Crockett has begun to draw industry attention, but remains a bit distrusting of it. Since 2021, he's been a multi-time contender for awards given by the Americana music industry, and he's grateful for that unexpected recognition, despite not regarding himself as an Americana artist. But he claims the Americana album of the year nomination he received from the Grammys last year was downright bewildering. "I was totally surprised, just completely shocked," he says.

He was on the fence about attending the awards ceremony, but decided to go out of respect for his then-new deal with Island Records — a major label not known for country music — with whom he'd signed on the condition that he could keep ownership of his recordings. (The nominated album, $10 Cowboy, was the product of a previous arrangement with the indie distributor Thirty Tigers.) Then, this summer, he recalls, "All these people were like, 'Hey, there's this [traditional country] category and you're the guy.'"

He finds the growth of his profile disorienting. Around the same time that his name was coming up in relation to the Grammys this summer, he also found himself in a small-scale celebrity feud. In a social media post, he made the case that complaints about Cowboy Carter's country incursion should, instead, be directed at the white, male country stars who've long borrowed from rap and R&B. And one of them came for him.

"I have been in obscurity for so long," Crockett marvels. "How do I make sense of what's happening? The pressure I'm feeling is coming from a much bigger place now. When the visibility hits, it's never anything like what you think it's going to be."

During our interview, he struggled openly with the prospect of ceding the classification of "contemporary." ("Am I not as contemporary country as anybody in the field?") And with being viewed as any sort of genre figurehead. ("I don't think I'm the one to carry it.") And yielding any autonomy to a system for selecting winners. ("I just don't like playing those games.")

When we signed off, Crockett was still wrestling with whether the pair of albums he's released this year, March's Lonesome Drift and August's Dollar a Day, fit into the two available Grammy country categories. "I can reject it, I can embrace it, I can choose to ignore it," he mused.

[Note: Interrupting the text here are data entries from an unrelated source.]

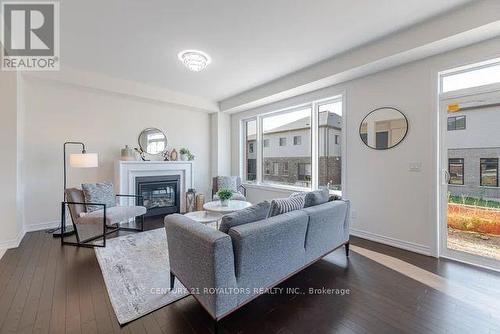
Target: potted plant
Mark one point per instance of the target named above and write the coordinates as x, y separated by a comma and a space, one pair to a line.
185, 154
224, 196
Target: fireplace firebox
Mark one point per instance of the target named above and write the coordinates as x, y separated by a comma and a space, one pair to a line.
161, 194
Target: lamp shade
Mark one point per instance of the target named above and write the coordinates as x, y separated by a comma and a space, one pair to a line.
83, 160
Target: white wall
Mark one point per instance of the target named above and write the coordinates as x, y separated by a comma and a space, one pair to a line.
11, 222
390, 204
220, 144
57, 112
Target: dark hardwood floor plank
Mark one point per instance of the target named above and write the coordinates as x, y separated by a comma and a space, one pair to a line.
21, 288
44, 312
29, 313
73, 316
14, 259
58, 313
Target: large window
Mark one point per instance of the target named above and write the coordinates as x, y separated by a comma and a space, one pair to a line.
472, 76
282, 128
287, 154
250, 154
456, 170
489, 172
330, 149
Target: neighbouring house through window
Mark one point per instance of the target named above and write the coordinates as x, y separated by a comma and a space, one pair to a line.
456, 123
489, 172
286, 154
456, 170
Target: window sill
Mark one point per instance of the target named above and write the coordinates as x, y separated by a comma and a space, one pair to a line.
283, 188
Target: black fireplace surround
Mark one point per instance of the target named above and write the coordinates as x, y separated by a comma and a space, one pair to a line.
161, 194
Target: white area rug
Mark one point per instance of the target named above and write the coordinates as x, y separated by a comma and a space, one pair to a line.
137, 274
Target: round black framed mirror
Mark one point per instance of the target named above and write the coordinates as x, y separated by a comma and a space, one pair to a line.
383, 128
153, 141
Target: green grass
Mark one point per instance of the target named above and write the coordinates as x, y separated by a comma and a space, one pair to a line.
474, 201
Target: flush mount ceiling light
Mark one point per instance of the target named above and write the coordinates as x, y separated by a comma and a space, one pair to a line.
194, 60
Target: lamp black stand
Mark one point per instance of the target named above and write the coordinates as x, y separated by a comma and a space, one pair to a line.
66, 230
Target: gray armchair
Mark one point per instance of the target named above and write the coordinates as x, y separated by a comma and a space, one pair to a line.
229, 182
95, 225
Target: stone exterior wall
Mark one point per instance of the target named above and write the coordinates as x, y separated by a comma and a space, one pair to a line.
330, 171
471, 185
292, 177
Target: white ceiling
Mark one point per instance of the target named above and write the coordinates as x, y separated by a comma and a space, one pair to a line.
250, 42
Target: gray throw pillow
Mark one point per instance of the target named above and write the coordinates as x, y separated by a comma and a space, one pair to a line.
249, 215
101, 193
282, 205
316, 197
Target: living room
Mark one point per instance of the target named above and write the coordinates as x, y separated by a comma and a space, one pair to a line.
333, 168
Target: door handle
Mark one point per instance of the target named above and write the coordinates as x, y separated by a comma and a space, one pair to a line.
446, 176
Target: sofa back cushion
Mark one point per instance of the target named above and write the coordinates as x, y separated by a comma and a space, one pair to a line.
283, 205
328, 228
249, 215
316, 197
101, 193
267, 253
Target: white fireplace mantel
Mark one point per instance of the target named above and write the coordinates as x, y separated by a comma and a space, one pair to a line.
127, 171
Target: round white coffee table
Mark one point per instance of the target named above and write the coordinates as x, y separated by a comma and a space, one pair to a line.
204, 217
232, 206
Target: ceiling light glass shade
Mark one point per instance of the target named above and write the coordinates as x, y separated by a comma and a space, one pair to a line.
194, 60
83, 160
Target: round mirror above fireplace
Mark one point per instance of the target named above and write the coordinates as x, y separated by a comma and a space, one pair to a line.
153, 141
383, 128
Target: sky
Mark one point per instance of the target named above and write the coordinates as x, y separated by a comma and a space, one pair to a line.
272, 122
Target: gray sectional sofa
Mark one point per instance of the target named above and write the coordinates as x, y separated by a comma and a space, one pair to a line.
225, 271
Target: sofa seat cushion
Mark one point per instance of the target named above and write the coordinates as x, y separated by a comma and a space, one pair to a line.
316, 197
265, 253
327, 229
102, 193
114, 215
284, 205
249, 215
237, 196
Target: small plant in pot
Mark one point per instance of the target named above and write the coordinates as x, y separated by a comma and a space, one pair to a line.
225, 195
186, 155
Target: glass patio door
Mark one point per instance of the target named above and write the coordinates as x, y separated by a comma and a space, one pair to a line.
469, 185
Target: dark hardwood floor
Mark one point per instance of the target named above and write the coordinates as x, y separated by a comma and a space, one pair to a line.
46, 288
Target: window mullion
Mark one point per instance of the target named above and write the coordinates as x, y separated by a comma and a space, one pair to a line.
260, 150
314, 146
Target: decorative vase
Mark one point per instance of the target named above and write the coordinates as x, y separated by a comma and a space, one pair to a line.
173, 155
200, 200
190, 200
128, 154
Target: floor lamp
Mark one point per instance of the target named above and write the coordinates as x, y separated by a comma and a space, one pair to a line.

Later on, his publicist informed me that he ultimately decided to see how Dollar will fare as a traditional entry.

When the first five traditional country album Grammy nominees are announced, it seems inevitable that they'll be placed alongside their contemporary counterparts to see what sort of picture they paint of the country music landscape in 2025. The trad-country crowd is often presumed to be a territorial bunch with a profound, and loud, distaste for blockbuster country-pop. People have tried to lure Sweeney into that type of trash talk, too, but she's uninterested.

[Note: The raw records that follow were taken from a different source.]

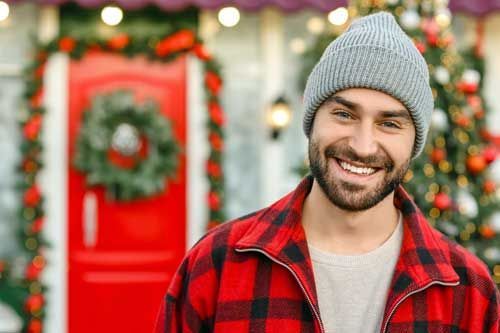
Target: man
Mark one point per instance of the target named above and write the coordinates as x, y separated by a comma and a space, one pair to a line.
348, 250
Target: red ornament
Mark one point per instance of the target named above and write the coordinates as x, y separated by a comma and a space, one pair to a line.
213, 169
437, 155
462, 121
442, 201
432, 39
476, 164
37, 225
213, 201
490, 154
489, 186
118, 42
474, 101
467, 87
33, 272
32, 196
181, 40
216, 114
34, 303
201, 52
32, 128
487, 231
34, 326
213, 83
216, 141
36, 99
212, 224
67, 44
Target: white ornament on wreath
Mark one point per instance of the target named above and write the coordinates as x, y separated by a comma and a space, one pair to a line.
126, 139
439, 120
471, 76
467, 205
442, 75
410, 19
494, 221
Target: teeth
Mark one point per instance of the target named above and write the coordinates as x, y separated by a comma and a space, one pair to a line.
353, 169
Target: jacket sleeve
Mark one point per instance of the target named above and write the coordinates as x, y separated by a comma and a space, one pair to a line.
182, 306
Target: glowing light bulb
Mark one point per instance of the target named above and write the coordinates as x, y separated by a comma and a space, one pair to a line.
111, 15
229, 16
338, 16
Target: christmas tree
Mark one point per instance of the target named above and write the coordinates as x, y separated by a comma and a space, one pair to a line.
455, 181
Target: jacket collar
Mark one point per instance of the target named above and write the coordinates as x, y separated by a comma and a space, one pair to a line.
278, 231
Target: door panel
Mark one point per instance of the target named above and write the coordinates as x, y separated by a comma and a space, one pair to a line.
122, 255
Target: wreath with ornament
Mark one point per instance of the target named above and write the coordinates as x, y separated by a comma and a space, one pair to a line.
126, 147
20, 281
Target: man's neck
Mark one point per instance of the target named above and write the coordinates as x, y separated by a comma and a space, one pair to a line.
332, 229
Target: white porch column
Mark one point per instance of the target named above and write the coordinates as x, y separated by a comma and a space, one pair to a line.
272, 45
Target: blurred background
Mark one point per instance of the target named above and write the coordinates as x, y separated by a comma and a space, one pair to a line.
128, 129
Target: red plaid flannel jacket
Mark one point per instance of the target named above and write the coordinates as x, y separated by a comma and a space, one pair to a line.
254, 274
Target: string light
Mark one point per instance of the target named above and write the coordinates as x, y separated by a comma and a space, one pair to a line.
229, 16
316, 25
338, 16
298, 45
4, 11
112, 15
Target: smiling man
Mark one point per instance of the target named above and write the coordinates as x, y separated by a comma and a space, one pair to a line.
347, 251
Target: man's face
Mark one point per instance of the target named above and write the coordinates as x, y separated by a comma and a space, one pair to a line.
360, 147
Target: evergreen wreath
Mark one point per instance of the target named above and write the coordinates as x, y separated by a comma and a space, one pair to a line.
126, 147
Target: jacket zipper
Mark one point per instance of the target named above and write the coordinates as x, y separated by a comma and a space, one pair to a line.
315, 313
449, 284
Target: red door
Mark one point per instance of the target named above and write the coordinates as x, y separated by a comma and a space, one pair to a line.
122, 255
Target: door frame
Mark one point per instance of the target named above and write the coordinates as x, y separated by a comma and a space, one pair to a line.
54, 137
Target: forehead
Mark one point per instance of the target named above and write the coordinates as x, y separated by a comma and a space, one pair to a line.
367, 100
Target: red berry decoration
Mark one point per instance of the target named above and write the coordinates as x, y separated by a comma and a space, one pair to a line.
476, 164
32, 196
118, 42
442, 201
489, 186
34, 303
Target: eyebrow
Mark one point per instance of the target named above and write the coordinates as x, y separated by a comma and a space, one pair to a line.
355, 106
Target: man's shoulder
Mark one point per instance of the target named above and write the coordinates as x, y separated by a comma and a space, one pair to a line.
471, 270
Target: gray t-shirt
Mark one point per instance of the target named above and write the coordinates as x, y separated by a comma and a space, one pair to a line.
352, 290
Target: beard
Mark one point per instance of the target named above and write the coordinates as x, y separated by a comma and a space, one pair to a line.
349, 196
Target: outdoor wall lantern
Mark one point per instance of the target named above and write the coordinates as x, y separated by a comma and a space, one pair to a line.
279, 116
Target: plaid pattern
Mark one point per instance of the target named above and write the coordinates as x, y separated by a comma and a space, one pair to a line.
254, 274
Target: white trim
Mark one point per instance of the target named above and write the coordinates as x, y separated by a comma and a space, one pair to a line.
54, 183
196, 150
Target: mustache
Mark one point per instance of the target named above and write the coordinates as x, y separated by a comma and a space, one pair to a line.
347, 153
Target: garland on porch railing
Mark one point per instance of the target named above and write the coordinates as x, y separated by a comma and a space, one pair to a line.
32, 213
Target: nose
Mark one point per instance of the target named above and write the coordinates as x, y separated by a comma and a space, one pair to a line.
363, 141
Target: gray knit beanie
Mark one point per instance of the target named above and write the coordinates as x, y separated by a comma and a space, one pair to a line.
373, 53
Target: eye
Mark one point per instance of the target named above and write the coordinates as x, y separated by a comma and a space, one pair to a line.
391, 124
342, 114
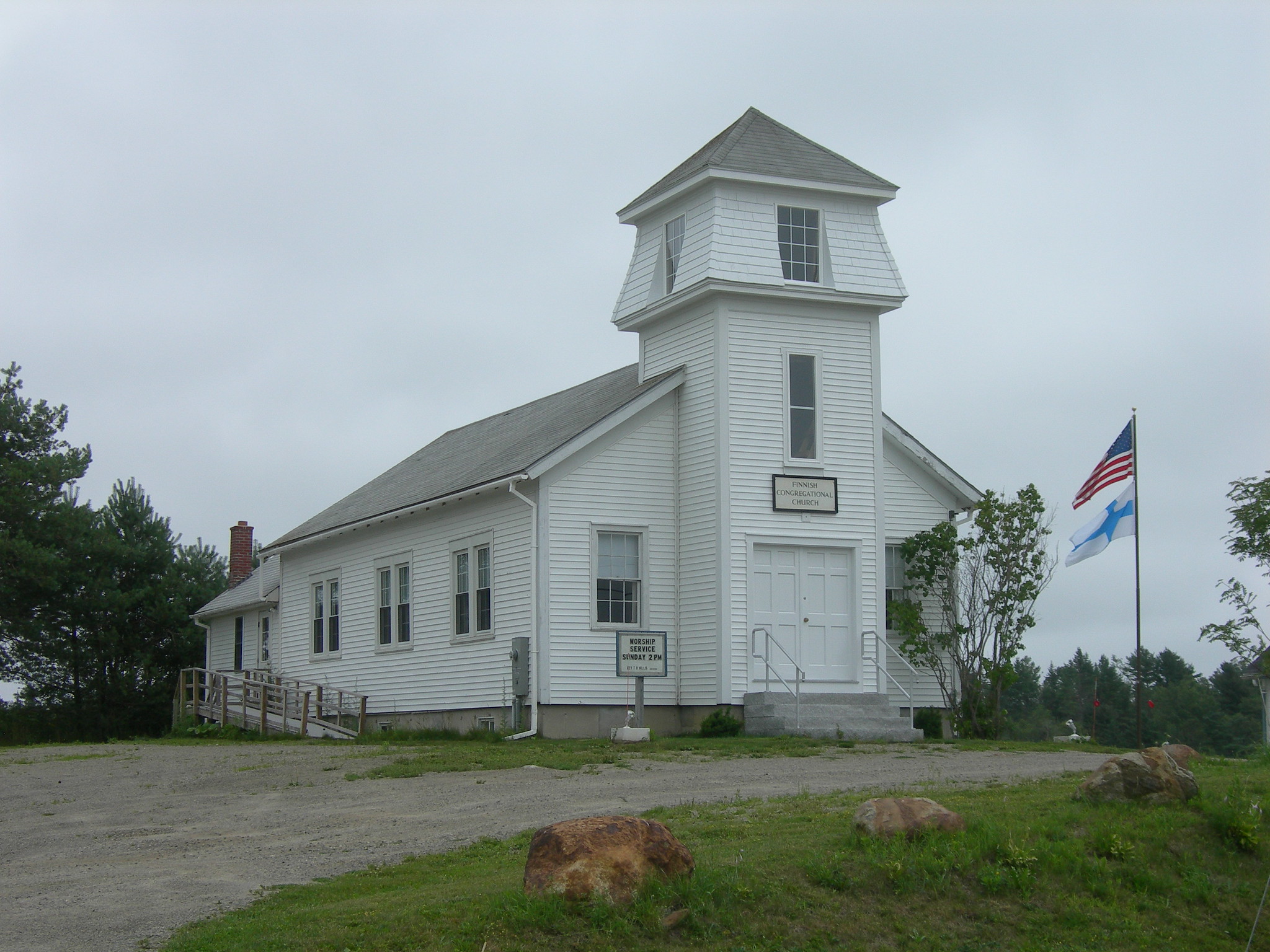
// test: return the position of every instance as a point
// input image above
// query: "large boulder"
(907, 816)
(1181, 754)
(1147, 776)
(605, 857)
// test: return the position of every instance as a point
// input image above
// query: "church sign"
(804, 494)
(642, 654)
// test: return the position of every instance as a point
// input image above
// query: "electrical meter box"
(520, 667)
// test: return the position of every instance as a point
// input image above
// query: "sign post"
(641, 654)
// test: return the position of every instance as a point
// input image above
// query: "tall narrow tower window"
(803, 408)
(798, 231)
(673, 247)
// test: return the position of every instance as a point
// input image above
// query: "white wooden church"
(739, 489)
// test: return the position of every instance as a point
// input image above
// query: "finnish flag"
(1112, 523)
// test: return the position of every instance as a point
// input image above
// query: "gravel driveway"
(106, 847)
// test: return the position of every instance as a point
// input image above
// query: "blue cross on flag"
(1112, 523)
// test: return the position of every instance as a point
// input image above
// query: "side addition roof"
(962, 489)
(257, 591)
(758, 145)
(483, 452)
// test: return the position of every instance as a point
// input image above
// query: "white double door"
(803, 597)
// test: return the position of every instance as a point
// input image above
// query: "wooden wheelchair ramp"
(269, 702)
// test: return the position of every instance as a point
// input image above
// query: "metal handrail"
(799, 676)
(882, 667)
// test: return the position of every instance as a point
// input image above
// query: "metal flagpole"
(1137, 570)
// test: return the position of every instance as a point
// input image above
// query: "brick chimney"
(241, 552)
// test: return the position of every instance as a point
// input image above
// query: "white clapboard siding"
(756, 395)
(223, 643)
(915, 503)
(691, 342)
(437, 672)
(629, 483)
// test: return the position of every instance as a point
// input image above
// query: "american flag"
(1113, 467)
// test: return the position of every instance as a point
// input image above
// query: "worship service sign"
(642, 654)
(804, 494)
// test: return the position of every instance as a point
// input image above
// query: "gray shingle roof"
(247, 593)
(758, 144)
(482, 452)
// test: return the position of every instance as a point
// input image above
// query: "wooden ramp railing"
(269, 702)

"The big conversation that I've had over the last year with my artist friends is, 'Yes, there is room for everyone,'" she says. "And I want any artist to be able to put out into the world what they perceive to be country music, because it does bring an entirely new group of people into what we do. I'm all about people evolving and things changing and all that, but erasure is not what I'm into."

"I have been fighting for 20 years to be recognized," Sweeney says. "And it's not just that I want to be recognized. I want my type of country music to be recognized."